How are user contributions managed so that the software integrity is not affected?

All software is categorised into "core" or "user application" software, and they are managed in two completely different ways. Each end user application platform is made up of core software and application software, the core providing common functionality and the application providing business specific functionality. In effect, the core acts as a rich telecommunications transaction engine and operating environment, into which a mixture of core and user functions are loaded, divided into a series of "modules". It is important to understand that modules are generally completely independent one from the other, with cohesion being provided by the framework engine.
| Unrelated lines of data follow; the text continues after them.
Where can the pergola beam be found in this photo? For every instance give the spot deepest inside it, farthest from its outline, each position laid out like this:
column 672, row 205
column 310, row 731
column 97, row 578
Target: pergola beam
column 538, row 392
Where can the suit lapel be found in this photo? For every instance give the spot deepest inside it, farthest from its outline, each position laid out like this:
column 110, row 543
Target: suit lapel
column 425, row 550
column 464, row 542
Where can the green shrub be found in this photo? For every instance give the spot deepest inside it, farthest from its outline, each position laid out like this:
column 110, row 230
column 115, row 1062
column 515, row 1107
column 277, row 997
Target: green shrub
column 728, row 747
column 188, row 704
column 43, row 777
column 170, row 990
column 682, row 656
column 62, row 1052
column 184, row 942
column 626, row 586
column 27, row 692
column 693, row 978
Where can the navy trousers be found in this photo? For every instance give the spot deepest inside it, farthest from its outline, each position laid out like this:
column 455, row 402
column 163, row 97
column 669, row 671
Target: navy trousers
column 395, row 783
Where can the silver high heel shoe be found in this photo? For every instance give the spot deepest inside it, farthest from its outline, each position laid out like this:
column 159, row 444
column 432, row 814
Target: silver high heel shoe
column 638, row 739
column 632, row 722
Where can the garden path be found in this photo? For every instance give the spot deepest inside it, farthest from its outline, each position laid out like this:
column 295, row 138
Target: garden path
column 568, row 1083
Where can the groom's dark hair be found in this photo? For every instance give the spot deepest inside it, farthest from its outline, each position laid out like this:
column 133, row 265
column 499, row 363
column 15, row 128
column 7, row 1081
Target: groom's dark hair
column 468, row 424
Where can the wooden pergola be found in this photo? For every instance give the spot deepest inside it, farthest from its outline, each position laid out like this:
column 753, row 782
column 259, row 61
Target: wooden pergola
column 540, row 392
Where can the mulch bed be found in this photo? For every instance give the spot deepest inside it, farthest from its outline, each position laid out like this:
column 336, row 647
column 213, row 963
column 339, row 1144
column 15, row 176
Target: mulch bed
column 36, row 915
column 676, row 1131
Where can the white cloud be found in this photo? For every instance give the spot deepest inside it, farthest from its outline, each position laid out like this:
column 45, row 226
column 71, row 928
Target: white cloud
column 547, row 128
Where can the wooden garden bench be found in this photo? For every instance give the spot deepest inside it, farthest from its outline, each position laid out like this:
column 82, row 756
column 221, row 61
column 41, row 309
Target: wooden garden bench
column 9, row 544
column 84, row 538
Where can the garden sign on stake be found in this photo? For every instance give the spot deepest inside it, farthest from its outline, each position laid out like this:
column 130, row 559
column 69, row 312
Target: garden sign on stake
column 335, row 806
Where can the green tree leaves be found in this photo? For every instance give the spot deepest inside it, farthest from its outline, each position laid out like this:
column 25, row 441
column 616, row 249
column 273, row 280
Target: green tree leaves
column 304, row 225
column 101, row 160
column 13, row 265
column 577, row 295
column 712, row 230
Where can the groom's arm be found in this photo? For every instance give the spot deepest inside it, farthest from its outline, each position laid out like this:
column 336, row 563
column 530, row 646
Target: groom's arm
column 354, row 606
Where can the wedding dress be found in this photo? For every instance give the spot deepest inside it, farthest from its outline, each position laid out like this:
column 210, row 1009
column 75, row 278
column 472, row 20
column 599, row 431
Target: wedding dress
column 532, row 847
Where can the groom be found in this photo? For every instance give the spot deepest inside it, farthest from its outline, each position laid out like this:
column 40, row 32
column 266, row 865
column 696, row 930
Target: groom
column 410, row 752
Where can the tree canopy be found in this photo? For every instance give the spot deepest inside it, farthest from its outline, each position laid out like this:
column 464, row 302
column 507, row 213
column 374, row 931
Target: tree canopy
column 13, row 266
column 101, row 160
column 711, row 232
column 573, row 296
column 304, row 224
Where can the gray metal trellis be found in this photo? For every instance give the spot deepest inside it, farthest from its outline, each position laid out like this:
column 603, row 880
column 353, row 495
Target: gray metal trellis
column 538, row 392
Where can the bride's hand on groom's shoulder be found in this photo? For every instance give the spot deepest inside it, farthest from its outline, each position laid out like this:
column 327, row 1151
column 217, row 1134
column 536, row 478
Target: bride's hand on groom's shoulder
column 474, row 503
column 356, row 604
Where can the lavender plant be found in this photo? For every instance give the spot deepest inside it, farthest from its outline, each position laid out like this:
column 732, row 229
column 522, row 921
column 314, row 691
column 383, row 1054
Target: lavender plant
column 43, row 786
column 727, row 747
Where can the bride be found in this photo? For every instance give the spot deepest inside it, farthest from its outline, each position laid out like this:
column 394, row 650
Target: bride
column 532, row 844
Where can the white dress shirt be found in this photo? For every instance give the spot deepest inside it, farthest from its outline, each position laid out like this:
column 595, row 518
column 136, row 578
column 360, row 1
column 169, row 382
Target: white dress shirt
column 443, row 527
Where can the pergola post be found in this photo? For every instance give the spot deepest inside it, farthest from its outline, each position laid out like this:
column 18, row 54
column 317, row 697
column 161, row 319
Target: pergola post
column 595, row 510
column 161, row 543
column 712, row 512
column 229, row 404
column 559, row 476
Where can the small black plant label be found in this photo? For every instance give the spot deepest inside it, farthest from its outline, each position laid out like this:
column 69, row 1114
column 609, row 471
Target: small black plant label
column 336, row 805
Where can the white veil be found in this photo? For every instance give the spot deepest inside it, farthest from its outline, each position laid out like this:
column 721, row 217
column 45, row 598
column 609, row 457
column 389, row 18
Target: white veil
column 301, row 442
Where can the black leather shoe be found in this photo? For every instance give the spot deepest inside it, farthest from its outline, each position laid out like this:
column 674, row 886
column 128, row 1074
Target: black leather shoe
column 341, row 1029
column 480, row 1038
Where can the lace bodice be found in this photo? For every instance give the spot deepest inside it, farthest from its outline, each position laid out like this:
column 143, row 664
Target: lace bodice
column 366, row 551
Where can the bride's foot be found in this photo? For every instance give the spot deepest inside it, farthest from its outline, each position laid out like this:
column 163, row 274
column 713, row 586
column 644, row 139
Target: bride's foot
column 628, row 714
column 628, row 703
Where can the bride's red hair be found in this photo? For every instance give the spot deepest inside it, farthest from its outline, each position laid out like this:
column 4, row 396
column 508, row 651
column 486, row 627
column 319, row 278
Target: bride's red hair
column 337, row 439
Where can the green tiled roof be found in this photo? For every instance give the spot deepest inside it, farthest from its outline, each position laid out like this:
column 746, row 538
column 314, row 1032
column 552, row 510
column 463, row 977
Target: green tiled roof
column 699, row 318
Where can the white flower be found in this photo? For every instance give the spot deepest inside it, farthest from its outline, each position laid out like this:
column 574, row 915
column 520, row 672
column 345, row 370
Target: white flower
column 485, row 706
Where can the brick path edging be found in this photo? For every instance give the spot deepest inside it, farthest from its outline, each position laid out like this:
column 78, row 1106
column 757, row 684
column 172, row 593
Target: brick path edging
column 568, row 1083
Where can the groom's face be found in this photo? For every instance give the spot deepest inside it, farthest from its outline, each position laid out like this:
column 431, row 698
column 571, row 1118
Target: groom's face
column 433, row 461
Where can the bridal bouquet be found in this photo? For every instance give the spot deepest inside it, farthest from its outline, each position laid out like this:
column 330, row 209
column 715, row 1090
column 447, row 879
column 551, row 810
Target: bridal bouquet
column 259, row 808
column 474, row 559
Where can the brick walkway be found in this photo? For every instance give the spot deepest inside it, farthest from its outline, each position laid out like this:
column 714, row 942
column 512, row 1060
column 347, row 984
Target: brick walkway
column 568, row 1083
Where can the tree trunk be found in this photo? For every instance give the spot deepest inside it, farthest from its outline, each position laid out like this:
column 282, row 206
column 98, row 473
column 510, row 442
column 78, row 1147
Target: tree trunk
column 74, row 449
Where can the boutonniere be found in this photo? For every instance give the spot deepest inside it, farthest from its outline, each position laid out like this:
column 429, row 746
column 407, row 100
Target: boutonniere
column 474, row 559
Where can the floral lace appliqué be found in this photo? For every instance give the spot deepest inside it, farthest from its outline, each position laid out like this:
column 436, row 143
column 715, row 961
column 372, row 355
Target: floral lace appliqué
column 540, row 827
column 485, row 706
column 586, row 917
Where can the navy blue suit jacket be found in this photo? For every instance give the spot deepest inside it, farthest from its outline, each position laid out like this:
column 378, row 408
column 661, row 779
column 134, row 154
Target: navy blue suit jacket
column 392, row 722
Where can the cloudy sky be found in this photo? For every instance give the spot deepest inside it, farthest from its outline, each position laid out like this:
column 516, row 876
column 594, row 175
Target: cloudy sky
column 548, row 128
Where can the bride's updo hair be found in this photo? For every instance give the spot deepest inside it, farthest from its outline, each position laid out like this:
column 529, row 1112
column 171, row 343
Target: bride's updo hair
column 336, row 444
Core software is tightly controlled, and follows a strict release plan. Contributions to the core software are usually only ever made by our people, and we use a version control system to track and manage each and every change to the core. During the release process, we perform regression tests with known inputs and expected results, and manually analyse the changes in system output. Each change in system behaviour must have a rational explanation.

It is important to bear in mind that core software changes may affect all running applications. Therefore we release changes on a slow cycle, which miminises the pain in upgrading. Also it is important to note that we are running a fairly stable platform now, and heavy core changes happen rarely.

We call this process "architectural governance and stewardship", and in our opinion it is the difference between a successful open source project and a failed one. We feel very strongly about our product, and it is our chief business asset, which we defend religiously.

User Application software is different - it is the code which personalises the core to provide the functionality that you require. It is usually a thin layer of application specific functionality over the top of the core. Occasionally, complete new modules are created, and these can pass (after appropriate review, and with appropriate intellectual property negotiations) into the core. We call this process "promotion". At the point it passes into the core, it effectively becomes rigid and falls under the core controls.

User application software is also managed in a version control system, but does not have the same level of transversal checking which core modules have. This means that changes to the user application software undergo specific tests, but not transversal regression tests. Because the amount of user application code is usually small, this means that testing and certification is a quick and painless process.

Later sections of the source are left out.